Thursday, December 14, 2006

Look! Up in the sky!

A weather service warning scrolling across the bottom of my TV screen alerted me that the Northern Lights had been spotted over West Michigan. The best place to view them from, I was informed, was from somewhere dark. Undaunted by the fact that I lived in an apartment complex, I raced downstairs to the parking lot. This was not an entirely bad notion, in that a) at least I was outside and b) the parking lot light is often burned out, in which case the parking lot feels very, very dark.

I exited through the front door and was looking up at the sky before I reached the sidewalk to the parking lot. There were no Northern Lights visible, and, perhaps in related news, the light in the parking lot was quite bright.

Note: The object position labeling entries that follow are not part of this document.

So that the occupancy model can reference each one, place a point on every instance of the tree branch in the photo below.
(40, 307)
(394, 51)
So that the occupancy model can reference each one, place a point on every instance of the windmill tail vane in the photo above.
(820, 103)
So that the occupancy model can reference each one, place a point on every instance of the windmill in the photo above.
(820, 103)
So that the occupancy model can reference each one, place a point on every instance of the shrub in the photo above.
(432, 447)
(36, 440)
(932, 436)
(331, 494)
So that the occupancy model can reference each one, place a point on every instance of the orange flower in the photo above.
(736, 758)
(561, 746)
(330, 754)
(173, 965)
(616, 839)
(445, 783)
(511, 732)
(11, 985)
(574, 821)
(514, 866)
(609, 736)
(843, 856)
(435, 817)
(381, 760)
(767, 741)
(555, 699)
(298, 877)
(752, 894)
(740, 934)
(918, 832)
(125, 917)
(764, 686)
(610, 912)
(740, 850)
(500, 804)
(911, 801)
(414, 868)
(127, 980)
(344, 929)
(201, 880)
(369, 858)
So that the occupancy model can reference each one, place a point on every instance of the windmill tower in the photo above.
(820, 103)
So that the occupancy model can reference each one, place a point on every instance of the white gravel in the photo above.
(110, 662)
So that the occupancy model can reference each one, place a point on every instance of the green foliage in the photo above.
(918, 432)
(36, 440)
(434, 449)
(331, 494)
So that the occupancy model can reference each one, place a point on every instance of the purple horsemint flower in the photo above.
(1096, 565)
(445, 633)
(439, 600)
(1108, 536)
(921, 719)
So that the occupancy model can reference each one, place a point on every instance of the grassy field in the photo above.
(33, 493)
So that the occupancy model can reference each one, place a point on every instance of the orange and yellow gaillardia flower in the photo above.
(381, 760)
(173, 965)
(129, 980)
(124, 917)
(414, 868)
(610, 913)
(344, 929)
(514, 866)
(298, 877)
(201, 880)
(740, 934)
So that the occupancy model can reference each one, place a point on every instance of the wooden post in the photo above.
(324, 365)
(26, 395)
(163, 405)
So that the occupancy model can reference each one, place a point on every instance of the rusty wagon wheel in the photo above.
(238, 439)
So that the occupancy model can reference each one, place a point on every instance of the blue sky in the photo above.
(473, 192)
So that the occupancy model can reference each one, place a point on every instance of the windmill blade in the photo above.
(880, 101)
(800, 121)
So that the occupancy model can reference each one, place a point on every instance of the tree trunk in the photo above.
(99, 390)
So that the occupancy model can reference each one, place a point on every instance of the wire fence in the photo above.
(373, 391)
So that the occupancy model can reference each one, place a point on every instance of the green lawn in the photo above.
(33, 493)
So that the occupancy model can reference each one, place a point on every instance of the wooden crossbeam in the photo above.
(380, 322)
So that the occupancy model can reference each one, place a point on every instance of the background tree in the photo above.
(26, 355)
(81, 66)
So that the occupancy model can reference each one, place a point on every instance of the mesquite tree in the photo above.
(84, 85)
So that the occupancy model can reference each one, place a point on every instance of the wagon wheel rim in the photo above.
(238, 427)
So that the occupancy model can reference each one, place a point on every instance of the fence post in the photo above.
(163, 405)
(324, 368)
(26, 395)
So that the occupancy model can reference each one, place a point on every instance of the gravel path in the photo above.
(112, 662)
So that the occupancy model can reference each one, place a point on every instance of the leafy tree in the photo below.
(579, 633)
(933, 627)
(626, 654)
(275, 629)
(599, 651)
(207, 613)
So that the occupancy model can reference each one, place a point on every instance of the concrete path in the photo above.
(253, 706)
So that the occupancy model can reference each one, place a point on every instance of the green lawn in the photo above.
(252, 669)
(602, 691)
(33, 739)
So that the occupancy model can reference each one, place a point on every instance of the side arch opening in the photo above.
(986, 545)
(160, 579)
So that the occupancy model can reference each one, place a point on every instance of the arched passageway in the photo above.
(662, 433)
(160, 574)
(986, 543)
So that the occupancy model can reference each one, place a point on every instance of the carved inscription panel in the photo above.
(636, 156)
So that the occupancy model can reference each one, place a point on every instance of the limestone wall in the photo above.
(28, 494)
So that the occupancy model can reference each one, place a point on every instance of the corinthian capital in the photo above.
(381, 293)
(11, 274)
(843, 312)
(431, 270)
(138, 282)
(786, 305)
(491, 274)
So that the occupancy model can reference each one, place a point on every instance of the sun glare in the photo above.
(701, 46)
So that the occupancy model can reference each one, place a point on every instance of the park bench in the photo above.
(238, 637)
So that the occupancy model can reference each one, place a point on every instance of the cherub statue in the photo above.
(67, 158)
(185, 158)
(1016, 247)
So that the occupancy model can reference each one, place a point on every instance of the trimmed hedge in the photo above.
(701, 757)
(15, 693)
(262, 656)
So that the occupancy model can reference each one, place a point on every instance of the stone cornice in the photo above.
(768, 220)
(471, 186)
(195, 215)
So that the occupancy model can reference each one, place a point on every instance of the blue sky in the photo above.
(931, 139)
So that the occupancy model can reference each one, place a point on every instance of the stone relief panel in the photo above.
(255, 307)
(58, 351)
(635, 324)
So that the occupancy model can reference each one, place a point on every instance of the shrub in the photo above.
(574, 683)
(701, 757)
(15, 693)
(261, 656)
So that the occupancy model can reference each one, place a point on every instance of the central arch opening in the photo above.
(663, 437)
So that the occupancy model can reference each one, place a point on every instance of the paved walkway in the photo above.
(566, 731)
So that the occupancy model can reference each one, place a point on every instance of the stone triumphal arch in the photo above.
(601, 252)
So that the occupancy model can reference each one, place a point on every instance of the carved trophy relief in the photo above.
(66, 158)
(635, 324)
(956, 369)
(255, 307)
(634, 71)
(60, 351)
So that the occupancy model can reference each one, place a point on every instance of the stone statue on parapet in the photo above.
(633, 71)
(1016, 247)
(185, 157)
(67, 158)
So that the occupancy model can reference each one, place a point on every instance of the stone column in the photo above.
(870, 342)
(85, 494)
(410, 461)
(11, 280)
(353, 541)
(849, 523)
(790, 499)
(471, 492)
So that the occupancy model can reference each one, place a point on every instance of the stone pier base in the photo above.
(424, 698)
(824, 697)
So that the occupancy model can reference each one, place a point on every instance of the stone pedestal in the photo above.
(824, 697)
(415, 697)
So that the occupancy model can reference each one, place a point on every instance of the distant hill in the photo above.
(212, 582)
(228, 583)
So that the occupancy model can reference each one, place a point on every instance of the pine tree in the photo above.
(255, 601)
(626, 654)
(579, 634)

So I didn't get to fulfill my dream of seeing the Northern Lights. But I did see, out of the corner of my eye as I was gazing up earnestly, that the man out walking his two dogs across the way had started looking up, too.

That, along with the three constellations I recognized instantly, made my evening.

2 comments:

Hell Hamster said...

Hey Suzanne. It's Micah.

This one time, when I was little, we were in North Dakota. And it was like 3 in the morning or something obscene, and my parents came and woke me up. And they were all "Dude check out the northern lights, there's no cities for 150 miles in any direction, you're never going to see them this beautiful from anywhere else in the United States"

but it was 3 am and I was so pissed that they woke me up early, that I think I refused to look at the sky. That sounds like me at least. I don't think my parents actually called me 'dude' though. So it sounds like I took some pretty big liberties with parts of this story.

Take it or leave it, I guess

Thursday said...

Or maybe the person did call you dude, and it wasn't either of your parents, but just some random person who wandered into your room, and really there were no Northern Lights, either, he was just trying to kidnap you.

Not getting out of bed at 3 a.m. may have saved your life.